Semua orang, bisa menyumbang tenaga dan pikirannya. Terutama media yang katanya menjadi refleksi terhadap realita yang ada. Caranya bagaimana?
Tentu dengan selalu memegang teguh prinsip cover borth side, atau keseimbangan berita. Suara-suara kritis penting untuk diberitakan, tapi segera diimbangi dengan konfirmasinya, jangan dibiarkan mengambang.
Ini penting, karena jika tidak diimbangi maka kepala orang keburu penuh oleh berita miring soal Covid-19. Padahal, mengatasi Covid-19 kita butuh kekuatan semesta.
Soal pemabatasan wilayah atau lockdown misalnya, narasi yang terbangun saat ini pemerintah lebih mempertimbangankan kepentingan ekonomi.
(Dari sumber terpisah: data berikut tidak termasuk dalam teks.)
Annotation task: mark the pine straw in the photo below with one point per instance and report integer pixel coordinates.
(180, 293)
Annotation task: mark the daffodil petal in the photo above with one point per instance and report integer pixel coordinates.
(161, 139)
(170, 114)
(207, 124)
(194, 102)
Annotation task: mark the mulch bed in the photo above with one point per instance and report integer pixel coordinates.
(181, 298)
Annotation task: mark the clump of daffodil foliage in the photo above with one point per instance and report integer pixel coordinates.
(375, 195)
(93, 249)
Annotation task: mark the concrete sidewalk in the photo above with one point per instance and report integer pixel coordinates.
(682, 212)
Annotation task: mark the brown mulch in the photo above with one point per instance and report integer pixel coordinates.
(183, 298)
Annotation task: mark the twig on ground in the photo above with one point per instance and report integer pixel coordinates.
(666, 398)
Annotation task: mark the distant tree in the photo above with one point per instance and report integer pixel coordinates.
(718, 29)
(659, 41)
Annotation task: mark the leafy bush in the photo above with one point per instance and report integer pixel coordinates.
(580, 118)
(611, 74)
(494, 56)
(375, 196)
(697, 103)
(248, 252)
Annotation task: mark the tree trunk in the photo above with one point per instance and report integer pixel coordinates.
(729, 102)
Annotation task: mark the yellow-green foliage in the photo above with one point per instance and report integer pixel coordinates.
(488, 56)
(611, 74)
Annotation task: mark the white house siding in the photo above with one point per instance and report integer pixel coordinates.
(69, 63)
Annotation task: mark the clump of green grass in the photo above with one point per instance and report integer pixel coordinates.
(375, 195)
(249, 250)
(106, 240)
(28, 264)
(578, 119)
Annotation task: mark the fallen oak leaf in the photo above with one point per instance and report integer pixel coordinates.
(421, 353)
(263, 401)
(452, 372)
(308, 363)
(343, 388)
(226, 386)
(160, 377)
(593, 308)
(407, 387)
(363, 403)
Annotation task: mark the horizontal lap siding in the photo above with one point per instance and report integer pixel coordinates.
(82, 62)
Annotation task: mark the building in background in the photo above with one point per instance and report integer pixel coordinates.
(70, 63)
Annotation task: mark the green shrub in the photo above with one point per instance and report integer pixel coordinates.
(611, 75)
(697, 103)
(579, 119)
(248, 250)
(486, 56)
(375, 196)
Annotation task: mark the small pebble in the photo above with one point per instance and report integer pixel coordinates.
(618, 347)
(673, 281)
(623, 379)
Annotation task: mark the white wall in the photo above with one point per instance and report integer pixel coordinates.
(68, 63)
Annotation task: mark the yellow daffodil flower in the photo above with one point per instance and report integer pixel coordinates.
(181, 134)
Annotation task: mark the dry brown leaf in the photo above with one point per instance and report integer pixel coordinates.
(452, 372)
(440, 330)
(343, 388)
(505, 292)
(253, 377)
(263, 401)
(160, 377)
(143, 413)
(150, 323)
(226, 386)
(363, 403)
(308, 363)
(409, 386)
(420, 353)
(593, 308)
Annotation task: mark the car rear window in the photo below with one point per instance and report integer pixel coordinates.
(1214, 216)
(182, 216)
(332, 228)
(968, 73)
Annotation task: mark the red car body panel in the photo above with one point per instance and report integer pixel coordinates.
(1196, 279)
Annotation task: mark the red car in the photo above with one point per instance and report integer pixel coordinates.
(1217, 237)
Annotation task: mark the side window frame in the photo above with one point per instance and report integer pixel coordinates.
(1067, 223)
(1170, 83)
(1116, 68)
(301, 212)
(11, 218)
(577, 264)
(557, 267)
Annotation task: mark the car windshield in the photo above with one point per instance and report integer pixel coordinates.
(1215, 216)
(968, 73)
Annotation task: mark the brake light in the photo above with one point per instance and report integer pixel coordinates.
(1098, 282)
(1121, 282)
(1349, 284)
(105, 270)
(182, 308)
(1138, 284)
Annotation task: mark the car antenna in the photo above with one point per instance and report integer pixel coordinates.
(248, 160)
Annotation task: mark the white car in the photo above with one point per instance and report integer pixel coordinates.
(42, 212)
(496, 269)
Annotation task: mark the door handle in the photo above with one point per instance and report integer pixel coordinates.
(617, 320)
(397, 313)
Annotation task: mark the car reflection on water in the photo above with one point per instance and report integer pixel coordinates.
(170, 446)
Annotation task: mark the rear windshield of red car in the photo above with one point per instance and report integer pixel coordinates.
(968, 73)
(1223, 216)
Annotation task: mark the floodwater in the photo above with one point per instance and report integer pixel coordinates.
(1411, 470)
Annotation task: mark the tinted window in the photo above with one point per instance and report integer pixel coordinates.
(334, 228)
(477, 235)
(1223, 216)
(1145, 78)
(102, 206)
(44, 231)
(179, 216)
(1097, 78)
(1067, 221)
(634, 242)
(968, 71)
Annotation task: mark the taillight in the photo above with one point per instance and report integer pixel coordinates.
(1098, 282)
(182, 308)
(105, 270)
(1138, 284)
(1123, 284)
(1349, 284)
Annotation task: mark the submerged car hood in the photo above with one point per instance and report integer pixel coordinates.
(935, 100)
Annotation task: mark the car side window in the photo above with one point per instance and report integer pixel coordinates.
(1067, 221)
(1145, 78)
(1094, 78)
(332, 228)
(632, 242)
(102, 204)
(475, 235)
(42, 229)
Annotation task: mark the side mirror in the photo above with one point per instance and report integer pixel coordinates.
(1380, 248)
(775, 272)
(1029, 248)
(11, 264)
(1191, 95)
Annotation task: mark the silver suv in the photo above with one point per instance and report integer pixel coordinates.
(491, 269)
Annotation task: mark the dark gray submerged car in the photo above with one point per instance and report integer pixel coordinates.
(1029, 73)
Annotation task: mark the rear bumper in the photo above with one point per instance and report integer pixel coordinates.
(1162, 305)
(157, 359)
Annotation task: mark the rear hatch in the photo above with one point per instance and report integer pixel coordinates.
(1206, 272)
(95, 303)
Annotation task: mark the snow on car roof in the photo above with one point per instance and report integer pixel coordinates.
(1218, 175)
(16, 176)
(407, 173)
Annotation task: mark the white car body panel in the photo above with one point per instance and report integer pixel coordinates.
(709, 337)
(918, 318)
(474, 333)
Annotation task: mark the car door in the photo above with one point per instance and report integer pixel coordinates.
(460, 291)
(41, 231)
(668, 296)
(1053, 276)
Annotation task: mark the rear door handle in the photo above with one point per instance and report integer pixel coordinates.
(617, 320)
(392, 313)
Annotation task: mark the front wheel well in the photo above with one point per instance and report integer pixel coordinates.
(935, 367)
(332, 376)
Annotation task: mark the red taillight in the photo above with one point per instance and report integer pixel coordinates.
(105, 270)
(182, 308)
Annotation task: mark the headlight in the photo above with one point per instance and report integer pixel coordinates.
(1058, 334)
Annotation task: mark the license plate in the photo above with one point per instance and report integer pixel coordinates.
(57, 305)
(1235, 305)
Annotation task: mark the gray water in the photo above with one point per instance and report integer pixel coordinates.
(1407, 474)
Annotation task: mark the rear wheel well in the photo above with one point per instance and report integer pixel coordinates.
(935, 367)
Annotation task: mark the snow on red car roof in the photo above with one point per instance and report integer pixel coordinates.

Kepala warga penuh oleh kemendesakkan lockdown.
Pertanyaannya, apa mungkin manusia waras lebih mengutamakan kepentingan sesaat seperti quote viral yang diungkapkan Presiden Ghana? Sekali lagi jawabannya pasti tidak.
Dan lihatlah bagaimana India, yang dalam beberapa hari terakhir melakukan lockdown secara matang ternyata malah chaos dan kini menghadapi ancaman ketakutan untuk tidak makan.
So, mari berpikir dengan kepala dingin dan bertindak dengan perhitungan yang matang. Jika warga memang menuntuk karantina segera dilakukan, maka silahkan beritakan. Tapi senyampang dengan itu, mari pula kita paparkan tentang bagaimana dan kapan lockdown semestinya dilakukan.